I suppose I've been blinded by my own selfish desire to pack in office work in preferance of a REAL job! I hadn't even considered the pressure that might put on Dad, on the contrary, I thought it would help him to have me at home full time to share the workload. If Dad has managed to get to where he is now without my full time help, he'll manage a few years more!!
Dad is 62 this year, so only another three years untill pension age, if we can manage to keep things going fairly smoothly untill then hopefully that might be the time for me to make a move? Or perhaps the Chief Herdsman (Our Heavenly Father) has other ideas?
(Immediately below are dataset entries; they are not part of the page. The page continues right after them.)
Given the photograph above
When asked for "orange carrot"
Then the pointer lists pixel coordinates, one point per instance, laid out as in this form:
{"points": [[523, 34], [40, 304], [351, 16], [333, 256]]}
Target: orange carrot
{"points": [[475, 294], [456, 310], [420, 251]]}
It's weird the way this thing affects Dad, he was visiting us here last Thrusday evening and seemed to be in great spirits, talking about changing the tractor, buying a new fertiliser sower, generally positive stuff. As I said to Erica, my wife, perhaps thatis him trying to over compensate for how he's really feeling.
Unfortunately today (Saturday) when I would normally be at 'home'on the farm helping out, I'm stuck in Markethill dosed with the cold.... Whoopee!!
Thanks again for the help and support, it's a great comfort to know that there is a network of people from all over the world to help in such a personal situation. Thanks Mark for setting up COWTALK and congratulations on its success.
--- Farming is the oldest JOB in the world, too many people seem to have it confused with the oldest PROFESSION!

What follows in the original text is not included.